David Brin has an outstanding article up on Salon titled Why Johnny can’t code.
I’ve been the chairman of the National Center for Women & Information Technology for the past two years and have learned an enormous amount about the sociology of computer science, especially among women and kids. This summer I decided to “practice what I preach” by teaching my Alaskan 14 year old neighbor Eric how to program. I received a bunch of interesting comments and eventually settled on Ruby – which we are making ok progress with.

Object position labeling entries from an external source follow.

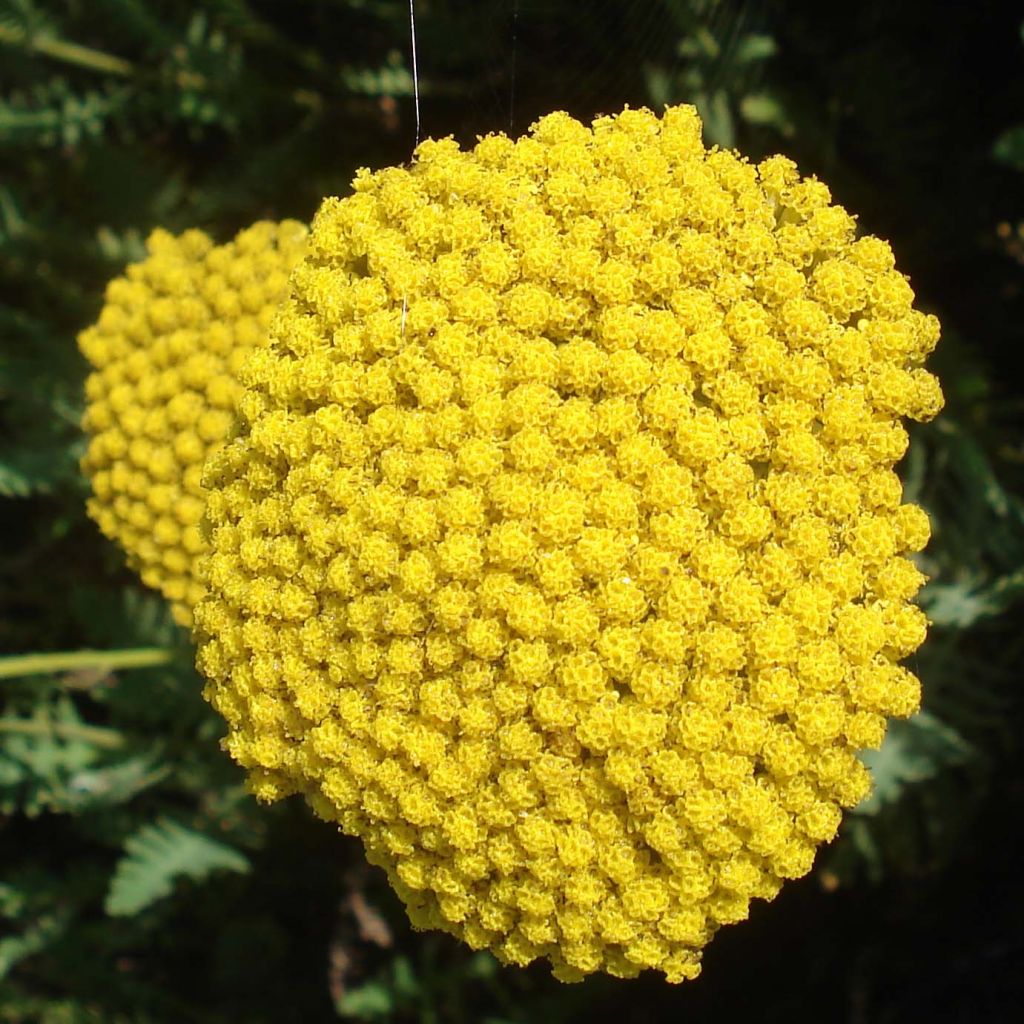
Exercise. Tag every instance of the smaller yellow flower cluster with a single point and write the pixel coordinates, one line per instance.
(166, 353)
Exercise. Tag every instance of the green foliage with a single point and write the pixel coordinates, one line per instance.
(158, 854)
(138, 881)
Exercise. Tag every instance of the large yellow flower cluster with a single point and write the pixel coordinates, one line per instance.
(560, 557)
(166, 353)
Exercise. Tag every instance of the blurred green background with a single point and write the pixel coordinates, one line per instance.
(137, 882)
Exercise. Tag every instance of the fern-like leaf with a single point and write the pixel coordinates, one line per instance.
(157, 855)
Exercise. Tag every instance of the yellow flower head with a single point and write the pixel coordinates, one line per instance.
(560, 556)
(166, 352)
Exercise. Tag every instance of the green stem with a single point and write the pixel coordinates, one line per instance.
(83, 56)
(75, 660)
(109, 738)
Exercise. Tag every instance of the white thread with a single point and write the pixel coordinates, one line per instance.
(515, 27)
(416, 104)
(416, 72)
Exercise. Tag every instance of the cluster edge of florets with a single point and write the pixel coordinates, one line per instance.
(560, 555)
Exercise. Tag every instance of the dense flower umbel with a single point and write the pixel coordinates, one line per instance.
(166, 352)
(560, 556)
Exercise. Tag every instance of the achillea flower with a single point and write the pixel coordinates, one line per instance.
(560, 556)
(166, 353)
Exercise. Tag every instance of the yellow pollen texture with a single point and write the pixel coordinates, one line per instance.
(166, 353)
(560, 556)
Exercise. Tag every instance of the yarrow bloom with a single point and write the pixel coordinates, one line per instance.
(560, 556)
(166, 353)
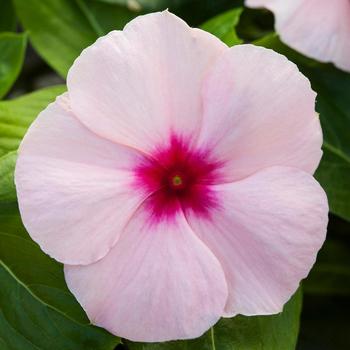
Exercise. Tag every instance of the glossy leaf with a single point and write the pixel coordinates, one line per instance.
(333, 104)
(7, 16)
(12, 50)
(243, 333)
(37, 309)
(61, 29)
(16, 115)
(223, 26)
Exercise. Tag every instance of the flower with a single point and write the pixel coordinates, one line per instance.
(174, 180)
(319, 29)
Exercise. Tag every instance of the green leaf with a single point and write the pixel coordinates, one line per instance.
(60, 29)
(331, 273)
(223, 26)
(333, 104)
(7, 16)
(37, 309)
(12, 50)
(7, 185)
(16, 115)
(243, 333)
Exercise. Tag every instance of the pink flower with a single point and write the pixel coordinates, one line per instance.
(319, 29)
(174, 180)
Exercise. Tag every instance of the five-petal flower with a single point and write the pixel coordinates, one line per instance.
(174, 180)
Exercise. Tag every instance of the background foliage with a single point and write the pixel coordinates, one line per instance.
(39, 41)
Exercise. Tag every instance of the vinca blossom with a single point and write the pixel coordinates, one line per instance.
(174, 180)
(319, 29)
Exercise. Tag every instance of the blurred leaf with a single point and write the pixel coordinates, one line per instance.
(7, 16)
(333, 104)
(243, 333)
(37, 309)
(16, 115)
(331, 273)
(194, 12)
(60, 29)
(7, 186)
(223, 26)
(109, 17)
(12, 50)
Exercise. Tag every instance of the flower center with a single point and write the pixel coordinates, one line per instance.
(177, 181)
(177, 178)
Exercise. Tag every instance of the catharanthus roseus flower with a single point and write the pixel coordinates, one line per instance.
(174, 180)
(319, 29)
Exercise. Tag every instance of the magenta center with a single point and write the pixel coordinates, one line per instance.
(178, 178)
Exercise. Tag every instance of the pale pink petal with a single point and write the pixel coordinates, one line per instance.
(74, 188)
(266, 235)
(259, 111)
(159, 282)
(319, 29)
(137, 85)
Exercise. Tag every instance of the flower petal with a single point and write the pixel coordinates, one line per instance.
(140, 84)
(74, 188)
(266, 235)
(319, 29)
(259, 111)
(159, 282)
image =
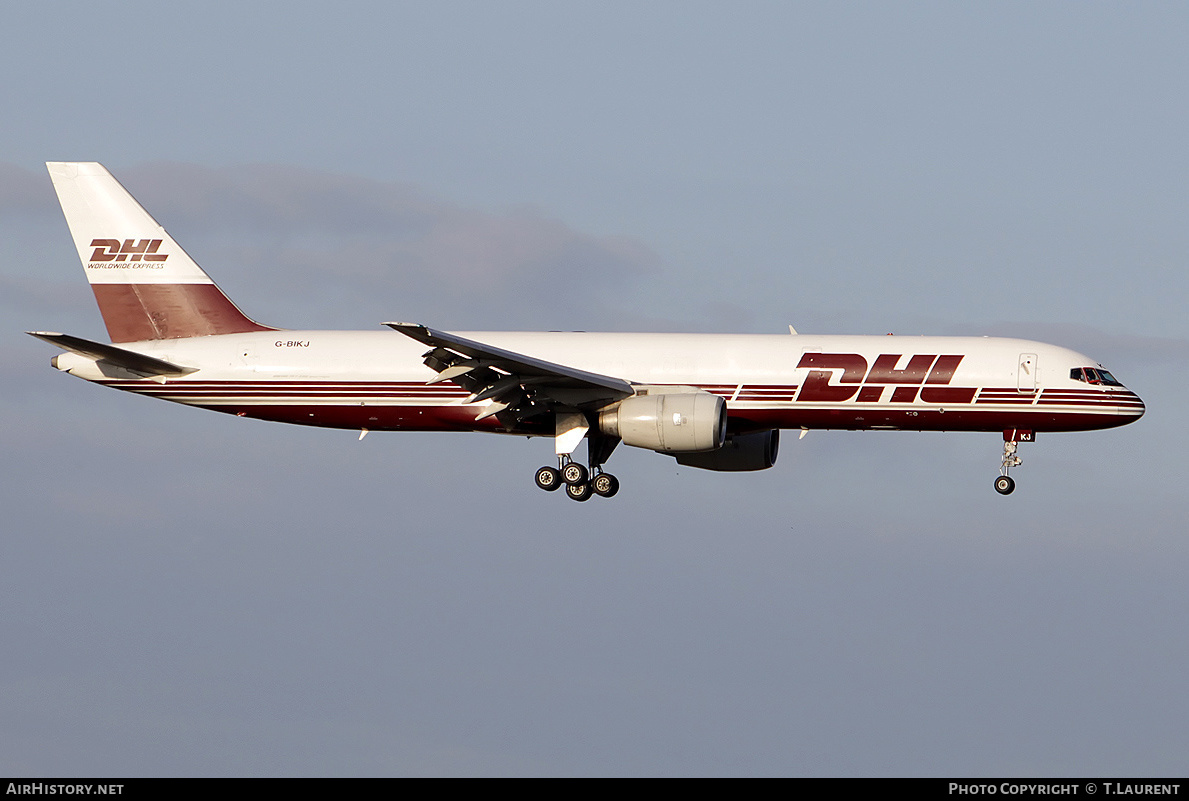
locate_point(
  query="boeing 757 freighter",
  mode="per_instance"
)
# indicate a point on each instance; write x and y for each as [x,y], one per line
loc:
[710,401]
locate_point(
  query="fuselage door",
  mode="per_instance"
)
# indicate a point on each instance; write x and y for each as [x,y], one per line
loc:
[1026,373]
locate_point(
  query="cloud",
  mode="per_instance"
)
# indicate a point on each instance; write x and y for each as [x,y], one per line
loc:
[371,250]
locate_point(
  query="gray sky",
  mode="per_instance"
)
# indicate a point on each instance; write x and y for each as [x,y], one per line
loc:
[187,593]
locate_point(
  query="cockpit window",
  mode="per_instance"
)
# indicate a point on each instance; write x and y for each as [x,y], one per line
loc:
[1093,376]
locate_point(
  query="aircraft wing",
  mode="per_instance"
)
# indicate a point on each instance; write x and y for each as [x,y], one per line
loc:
[517,385]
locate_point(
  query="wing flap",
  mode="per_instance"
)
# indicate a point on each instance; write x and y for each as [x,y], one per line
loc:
[516,385]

However, Brin’s article smacked me over the head. I learned how to program on an Apple II using BASIC when I was 13. I eventually learned Pascal, but did most of my programming – until I was in college – in BASIC. When my best friend Kent came home with a prototype for the first TI PC in 1982 (his dad – ultimately one of the early Compaq guys – was the TI project manager for the PC) we programmed a complex Yahtzee game in BASIC (the TI graphics were incredible – I learned a lot about abstraction manipulating them.) In my first real job (in 1983) at a company called Petcom I wrote two sophisticated commercial programs in Basic (PC-Log – Oil Well Log Analysis; PC-Economics – Economic Forecasting for Oil and Gas projects). Lest you wonder how sophisticated this could get, I also contributed to an Oil and Gas Accounting System (PC-Accounting) that ultimately used Btrieve as the database engine and probably could have been a competitive stand-alone accounting system in the 1990’s if the company had evolved that way.
So – when I read Brin’s article, I longed for the simplicity and beauty of BASIC as a teaching tool. Yeah – I know – it teaches you “all the wrong stuff”, but as I’m working through basic looping with Eric, I’m not sure objects and methods are the right way to learn this stuff. Maybe I’ll hop on eBay and buy Eric an old Apple II.